Um cortador de grama atravessa em ritmo monocórdio os imensos espaços de um gramado que brilha como móvel novo. Ao fundo, uma canção que nos faz lembrar dias bonitos e frases do tipo “a esperança nunca morre”. Imagens idílicas começam a se misturar até serem sumariamente quebradas pelo barulho do ventilador imerso em fumaça. Deitado em uma cama estreita, um homem fuma e transpira, transpira e fuma. Ao deixar seu santuário pessoal, ele vai de encontro à vida normal de cada dia. Uma vida de trabalho, de tédio, de cansaço, de madames lamentosas e sonhos que se perdem na fumaça do cigarro. No entanto, algumas ideias podem ser o começo de verdadeiras epifanias. É assim que o curta-metragem “Desejo” (2005) lança baforadas no rosto do espectador ao apresentar a história de um homem comum e suas cobiças construídas a partir do olhar fixo para o teto.
No curta, o porteiro Atanásio José (Wagner Moura) faz uma descoberta surpreendente em uma tarde tórrida e estimulante de glândulas sudoríparas. Deitado em sua cama, ele se deu conta da revelação que mudaria os rumos de sua vida, transformando‑o em um indivíduo realizado. Atanásio tinha agora uma obsessão: adentrar o Jockey Club Brasileiro (localizado na Gávea, bairro do Rio de Janeiro), considerado por ele o “santuário dos endinheirados”. Depois de conseguir a façanha, Atanásio saberia o que fazer – mas isso pouca importava. Para chegar ao ponto final da jornada, ele precisaria da ajuda do cunhado, Edmilson André (Lázaro Ramos), responsável pelos cuidados com o gramado do Jockey e considerado por Atanásio como um homem “direito, quieto, honesto e trabalhador – tudo isso até demais”. Preso nessa relação de causa e efeito, o porteiro faz a travessia dos seus dias sem esquecer por um momento da obsessão com o cunhado, o cortador de grama e o Jockey Club.

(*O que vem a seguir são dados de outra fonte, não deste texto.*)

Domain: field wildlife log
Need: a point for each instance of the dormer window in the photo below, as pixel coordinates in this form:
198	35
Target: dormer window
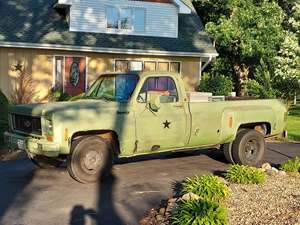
125	18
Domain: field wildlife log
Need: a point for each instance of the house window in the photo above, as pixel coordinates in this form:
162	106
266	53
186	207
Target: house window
125	18
136	65
121	65
139	20
175	67
163	66
149	66
58	73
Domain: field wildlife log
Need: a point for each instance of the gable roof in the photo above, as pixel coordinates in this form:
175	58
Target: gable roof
36	24
189	4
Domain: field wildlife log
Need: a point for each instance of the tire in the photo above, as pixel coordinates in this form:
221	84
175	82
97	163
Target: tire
90	159
227	150
249	148
44	162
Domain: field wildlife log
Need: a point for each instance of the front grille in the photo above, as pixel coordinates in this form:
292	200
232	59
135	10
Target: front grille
27	124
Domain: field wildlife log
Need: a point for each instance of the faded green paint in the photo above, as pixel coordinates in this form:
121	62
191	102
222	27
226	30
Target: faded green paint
139	130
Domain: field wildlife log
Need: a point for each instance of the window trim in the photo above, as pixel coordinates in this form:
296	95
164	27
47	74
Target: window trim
119	29
64	69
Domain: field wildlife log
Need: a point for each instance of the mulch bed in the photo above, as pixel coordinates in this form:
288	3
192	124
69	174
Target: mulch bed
276	202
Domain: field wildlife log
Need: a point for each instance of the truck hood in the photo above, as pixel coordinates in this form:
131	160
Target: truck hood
47	109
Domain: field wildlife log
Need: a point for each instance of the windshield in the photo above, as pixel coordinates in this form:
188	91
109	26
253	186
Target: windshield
116	87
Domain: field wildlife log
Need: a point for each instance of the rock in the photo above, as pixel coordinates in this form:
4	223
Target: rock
190	196
162	211
223	180
172	200
266	166
159	218
281	173
271	172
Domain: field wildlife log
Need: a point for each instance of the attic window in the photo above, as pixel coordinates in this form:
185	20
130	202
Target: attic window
125	18
62	10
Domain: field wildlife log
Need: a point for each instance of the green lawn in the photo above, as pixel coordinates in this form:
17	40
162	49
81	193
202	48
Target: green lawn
293	124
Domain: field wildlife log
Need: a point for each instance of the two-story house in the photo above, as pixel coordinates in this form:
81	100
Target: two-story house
55	40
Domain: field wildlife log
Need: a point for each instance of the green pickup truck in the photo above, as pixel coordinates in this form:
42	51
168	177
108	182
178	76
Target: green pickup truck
127	114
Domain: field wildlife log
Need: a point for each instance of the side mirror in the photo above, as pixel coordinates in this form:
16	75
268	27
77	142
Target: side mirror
153	100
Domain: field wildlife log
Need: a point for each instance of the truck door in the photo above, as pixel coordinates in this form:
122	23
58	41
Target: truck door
165	128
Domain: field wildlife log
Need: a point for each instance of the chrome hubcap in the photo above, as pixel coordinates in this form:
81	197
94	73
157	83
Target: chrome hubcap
251	149
92	160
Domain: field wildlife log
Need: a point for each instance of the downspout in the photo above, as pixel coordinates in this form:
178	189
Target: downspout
202	68
207	63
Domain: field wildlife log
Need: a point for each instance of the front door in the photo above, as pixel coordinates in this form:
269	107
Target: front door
75	75
165	128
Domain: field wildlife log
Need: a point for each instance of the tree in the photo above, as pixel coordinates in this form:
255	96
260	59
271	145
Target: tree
246	33
287	71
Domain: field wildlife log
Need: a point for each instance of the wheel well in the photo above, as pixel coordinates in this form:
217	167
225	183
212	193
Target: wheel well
108	135
264	128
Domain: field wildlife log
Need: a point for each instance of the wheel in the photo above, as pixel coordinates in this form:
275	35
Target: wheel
227	150
90	159
44	162
249	148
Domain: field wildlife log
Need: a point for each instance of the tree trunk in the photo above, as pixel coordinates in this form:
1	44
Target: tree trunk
242	72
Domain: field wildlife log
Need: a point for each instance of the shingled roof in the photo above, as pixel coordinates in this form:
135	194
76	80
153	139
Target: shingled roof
33	23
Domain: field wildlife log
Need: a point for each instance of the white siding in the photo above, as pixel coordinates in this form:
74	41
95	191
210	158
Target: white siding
90	16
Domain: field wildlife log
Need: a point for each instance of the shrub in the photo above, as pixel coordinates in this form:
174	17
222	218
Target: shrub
218	85
245	175
4	106
292	165
198	212
77	97
208	187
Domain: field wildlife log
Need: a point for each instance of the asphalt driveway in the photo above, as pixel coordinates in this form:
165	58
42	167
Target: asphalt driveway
30	196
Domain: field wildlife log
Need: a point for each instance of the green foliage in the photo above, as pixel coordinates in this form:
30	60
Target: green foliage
245	175
218	85
246	32
77	97
292	165
287	70
199	212
4	107
208	187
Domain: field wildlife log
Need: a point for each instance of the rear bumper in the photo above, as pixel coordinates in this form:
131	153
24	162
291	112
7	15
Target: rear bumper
31	145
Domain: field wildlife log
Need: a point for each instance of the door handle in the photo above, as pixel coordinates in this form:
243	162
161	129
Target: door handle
178	105
122	112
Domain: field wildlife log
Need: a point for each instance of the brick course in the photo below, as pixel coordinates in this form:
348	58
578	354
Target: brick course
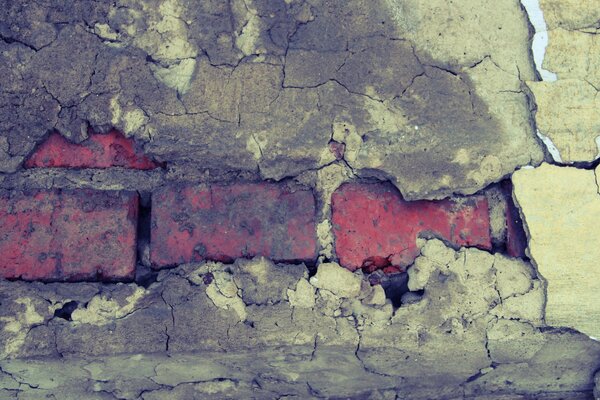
64	235
375	228
223	223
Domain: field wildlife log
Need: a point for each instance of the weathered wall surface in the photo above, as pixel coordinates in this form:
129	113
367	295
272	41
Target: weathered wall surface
263	87
296	199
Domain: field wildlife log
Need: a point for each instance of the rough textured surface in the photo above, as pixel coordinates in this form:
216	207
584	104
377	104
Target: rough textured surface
97	151
482	311
566	109
68	235
571	14
567	115
561	207
375	228
223	223
433	103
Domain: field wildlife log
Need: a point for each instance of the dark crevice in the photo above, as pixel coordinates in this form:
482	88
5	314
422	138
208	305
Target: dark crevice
66	310
395	286
144	274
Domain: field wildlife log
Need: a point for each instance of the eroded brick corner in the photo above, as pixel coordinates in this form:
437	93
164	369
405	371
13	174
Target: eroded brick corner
375	228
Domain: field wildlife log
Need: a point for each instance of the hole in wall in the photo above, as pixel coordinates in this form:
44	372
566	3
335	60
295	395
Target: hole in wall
66	310
395	287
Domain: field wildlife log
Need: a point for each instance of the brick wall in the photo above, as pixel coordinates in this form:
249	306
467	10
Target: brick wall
91	234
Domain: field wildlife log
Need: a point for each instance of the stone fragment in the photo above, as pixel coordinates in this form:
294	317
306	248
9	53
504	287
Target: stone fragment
574	133
223	223
263	281
561	209
68	235
338	280
375	228
98	151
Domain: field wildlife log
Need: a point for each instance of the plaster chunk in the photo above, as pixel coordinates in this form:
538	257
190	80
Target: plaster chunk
561	210
303	296
513	277
336	279
574	132
524	307
16	326
376	297
574	55
103	309
223	292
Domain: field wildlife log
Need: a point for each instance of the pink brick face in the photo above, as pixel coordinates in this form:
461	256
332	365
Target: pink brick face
98	151
223	223
68	235
375	228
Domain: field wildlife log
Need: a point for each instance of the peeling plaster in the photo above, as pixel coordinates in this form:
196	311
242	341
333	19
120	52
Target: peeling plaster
538	46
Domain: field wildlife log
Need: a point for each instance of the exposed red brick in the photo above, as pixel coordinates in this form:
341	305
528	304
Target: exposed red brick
516	239
68	235
223	223
99	150
375	228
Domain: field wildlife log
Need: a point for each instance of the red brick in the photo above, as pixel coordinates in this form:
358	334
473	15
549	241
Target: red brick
375	228
223	223
99	150
68	235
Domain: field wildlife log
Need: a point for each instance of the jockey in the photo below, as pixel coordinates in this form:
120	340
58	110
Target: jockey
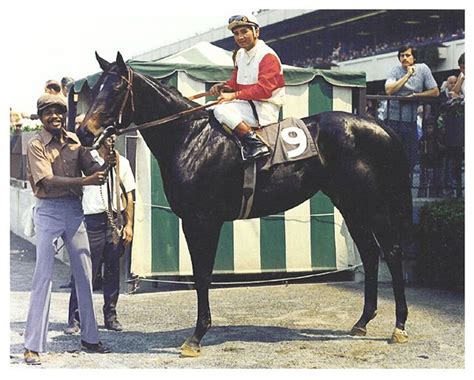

Com roteiro e direção de Anne Pinheiro Guimarães, “Desejo” remonta aos textos do citado Charles Bukowski e traz à beira da praia nomes como Henry Miller e Nelson Rodrigues, conectando a vida do sujeito ordinário aos devaneios que o fazem resistir, sobreviver e elaborar de um modo menos limitado a sua existência. A narrativa em off é utilizada durante todo o curta e abre espaço para a mistura entre a linguagem fílmica e literária, soprando no ar figuras irônicas, sarcásticas, ácidas e humanas.
Da clássica música “What a Wonderful World” — perpetuada na voz de Louis Armstrong – até o afamado “Melô do Piri Piri”, da popular cantora e casadoura Gretchen, “Desejo” vai além das epifanias do porteiro Atanásio e mostra que o mundo pode ter lá suas maravilhas – se a descobrirmos do nosso jeito.